Dark delivers short sermons to a homeless congregation
on periodic Wednesdays during the regular homeless lunch program at Downtown
Presbyterian. He takes their prayer requests and theological questions
(last week, the meaning of hell), researches answers and gets back to
them the next week.

David Dark
Connecting with the homeless is one way Dark keeps
his faith real and his heart engaged. It's part of his vocation to find
redemption in the hard details of everyday life — also in the broader
culture of TV, music, movies and books, as well as in people he might
disagree with.
An itch to find the face of Christianity in unexpected
places has fueled his two books.
The first was called Everyday
Apocalypse: The Sacred Revealed in Radiohead, The Simpsons and Other Pop
Culture Icons (Brazos Press, 2002).
His new book, The
Gospel According to America: A Meditation on a God-blessed, Christ-haunted
Idea (Westminster John Knox Press), makes a patriotic plea for
an unfashionable idea: Let's stop the knee-jerk objections to everybody
we find objectionable. Let's pay attention and see if they might be bearers
of truth. If we're going to be One Nation Under God let's act like it.
"All truth is a kind of altar call," Dark
says.
"Take hip-hop, for instance. We might not like
what they're telling us. But is it truthful? And if it is, what are we
going to do now? I would challenge people to stop labeling something as
'objectionable subject matter' just because of the number of bad words
they hear and try instead to hear the person's story. The truth is, we
could all be labeled 'objectionable subject matter.' "
Every page of Dark's books is crammed with quotes
and references from his wide, enthusiastic reading. Shakespeare, Bob Dylan,
Flannery O'Connor, Whitman, Sonic Youth, Faulkner, Kris Kristofferson,
Nathaniel Hawthorne and Twilight Zone all seem equally at home with Dark.
Partly this ease of reference is the habit of a high
school English teacher (Dark teaches at Christ Presbyterian Academy),
but it also comes second nature. His eclectic tastes were nurtured by
parents who encouraged his early reading interests. His father, the late
Joel Dark Sr., taught him to see that " 'religion' is always 'politics'
under a different name (and vice versa)," and the Bible towers over
everything. The Bible is everybody's book but nobody's monopoly.
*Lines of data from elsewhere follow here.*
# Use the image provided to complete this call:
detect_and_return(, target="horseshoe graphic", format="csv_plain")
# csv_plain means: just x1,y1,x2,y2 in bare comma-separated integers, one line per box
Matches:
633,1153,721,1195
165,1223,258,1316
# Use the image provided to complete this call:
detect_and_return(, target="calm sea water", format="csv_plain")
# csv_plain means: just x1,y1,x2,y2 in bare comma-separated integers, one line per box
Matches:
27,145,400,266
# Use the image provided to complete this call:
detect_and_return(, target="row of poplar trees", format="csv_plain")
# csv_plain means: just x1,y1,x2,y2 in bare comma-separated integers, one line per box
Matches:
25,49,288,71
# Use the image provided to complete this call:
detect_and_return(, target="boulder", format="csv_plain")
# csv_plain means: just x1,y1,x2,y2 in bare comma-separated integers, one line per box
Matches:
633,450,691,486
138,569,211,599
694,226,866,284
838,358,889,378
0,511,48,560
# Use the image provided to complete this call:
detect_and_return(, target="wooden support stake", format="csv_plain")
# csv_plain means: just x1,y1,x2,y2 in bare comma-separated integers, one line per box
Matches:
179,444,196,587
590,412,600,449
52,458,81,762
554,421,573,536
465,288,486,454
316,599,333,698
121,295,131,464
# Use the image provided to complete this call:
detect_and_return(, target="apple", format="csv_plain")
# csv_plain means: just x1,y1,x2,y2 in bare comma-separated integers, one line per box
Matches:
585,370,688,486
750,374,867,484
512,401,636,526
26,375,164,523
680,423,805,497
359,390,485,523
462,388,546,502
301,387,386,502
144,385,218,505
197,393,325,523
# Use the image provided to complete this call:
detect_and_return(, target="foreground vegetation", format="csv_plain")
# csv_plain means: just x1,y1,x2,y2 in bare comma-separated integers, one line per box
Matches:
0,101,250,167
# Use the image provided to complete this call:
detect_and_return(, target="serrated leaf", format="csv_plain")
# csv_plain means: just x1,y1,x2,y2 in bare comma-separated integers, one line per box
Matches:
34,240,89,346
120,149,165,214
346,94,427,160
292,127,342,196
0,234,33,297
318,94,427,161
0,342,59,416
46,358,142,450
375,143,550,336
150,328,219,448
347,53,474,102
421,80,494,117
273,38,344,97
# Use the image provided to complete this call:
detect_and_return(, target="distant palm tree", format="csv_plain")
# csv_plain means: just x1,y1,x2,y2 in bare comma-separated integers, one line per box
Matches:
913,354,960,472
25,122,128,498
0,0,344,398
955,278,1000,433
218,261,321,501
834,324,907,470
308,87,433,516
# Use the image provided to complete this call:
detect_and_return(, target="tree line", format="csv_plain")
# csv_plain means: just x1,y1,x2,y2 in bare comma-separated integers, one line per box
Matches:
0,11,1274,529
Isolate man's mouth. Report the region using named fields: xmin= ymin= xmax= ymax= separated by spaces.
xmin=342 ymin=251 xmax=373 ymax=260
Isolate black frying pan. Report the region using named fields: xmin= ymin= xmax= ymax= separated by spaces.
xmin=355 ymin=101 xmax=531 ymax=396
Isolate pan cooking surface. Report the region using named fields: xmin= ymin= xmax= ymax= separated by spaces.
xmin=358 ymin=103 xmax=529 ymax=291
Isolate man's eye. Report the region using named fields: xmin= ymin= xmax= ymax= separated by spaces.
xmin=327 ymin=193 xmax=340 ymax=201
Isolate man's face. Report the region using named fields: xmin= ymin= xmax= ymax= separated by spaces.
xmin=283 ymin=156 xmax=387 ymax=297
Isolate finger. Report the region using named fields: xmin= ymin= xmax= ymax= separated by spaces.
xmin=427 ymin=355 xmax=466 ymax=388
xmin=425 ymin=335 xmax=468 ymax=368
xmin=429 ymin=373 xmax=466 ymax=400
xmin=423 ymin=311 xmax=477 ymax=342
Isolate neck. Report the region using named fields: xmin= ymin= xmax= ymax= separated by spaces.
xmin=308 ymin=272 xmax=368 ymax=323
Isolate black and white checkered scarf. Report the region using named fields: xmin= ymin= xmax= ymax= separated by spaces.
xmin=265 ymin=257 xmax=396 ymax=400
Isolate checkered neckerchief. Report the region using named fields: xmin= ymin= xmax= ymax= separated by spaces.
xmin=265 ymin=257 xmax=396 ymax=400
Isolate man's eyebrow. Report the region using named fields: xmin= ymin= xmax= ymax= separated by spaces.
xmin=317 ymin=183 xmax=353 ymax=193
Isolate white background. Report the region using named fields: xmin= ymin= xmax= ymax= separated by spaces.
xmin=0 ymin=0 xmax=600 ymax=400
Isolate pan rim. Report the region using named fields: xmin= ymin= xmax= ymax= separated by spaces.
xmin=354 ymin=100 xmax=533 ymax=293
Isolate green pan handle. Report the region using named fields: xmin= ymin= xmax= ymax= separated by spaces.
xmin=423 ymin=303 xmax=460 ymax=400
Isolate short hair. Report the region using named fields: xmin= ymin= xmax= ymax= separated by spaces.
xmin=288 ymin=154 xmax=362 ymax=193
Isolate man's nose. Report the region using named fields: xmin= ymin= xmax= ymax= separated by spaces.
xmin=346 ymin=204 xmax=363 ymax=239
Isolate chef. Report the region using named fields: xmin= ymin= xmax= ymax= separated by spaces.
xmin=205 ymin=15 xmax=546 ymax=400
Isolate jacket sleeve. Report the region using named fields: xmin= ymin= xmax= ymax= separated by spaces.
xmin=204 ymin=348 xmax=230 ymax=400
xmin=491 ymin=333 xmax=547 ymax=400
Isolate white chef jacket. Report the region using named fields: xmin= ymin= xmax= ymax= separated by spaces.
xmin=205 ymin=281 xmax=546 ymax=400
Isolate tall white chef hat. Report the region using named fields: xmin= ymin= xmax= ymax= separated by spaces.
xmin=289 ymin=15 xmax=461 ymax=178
God's
justice leaves no one standing. The only way out is repentance, forgiveness,
grace, truth-telling and a sense of humor.
One of his heroes is Tennessee minister/author Will
Campbell, who is prominently quoted in The
Gospel According to America. Campbell's declaration — "One
who understands the nature of tragedy can never take sides" —
might serve as a motto of Dark's book and outlook.
In his early 20s, Dark was shaped by his experience
as a summer activities instructor at a YMCAin Northern Ireland, working
with Protestant and Catholic teens. From that communal experience, he
learned that Christianity should never be merely a privatized faith. It's
essential to stay plugged into a church, the more diverse the better,
face the tensions between people and learn some honest peacemaking.
"After Northern Ireland, I never wanted to be
too far from a community-driven culture," says Dark, who is married
to singer-songwriter Sarah Masen. "It's important to see people you
might disagree with, people to talk through problems with."
In recent years, Dark says, he has tried to take
more seriously a famous prayer he's known all his church-going life —
the Lord's Prayer, especially "Thy kingdom come, thy will be done,
on earth as in heaven." God's kingdom must leave its mark on earth.
Serious ramifications flow from that, Dark realized.
It means treating people as real human beings, not labels. It means looking
for truth in unusual places, not sealing off our imaginations from the
unfamiliar and the uncomfortable.
"We can't speak of people or politics without
speaking of the eternal," he writes.
"It's all religion whether we like it or not."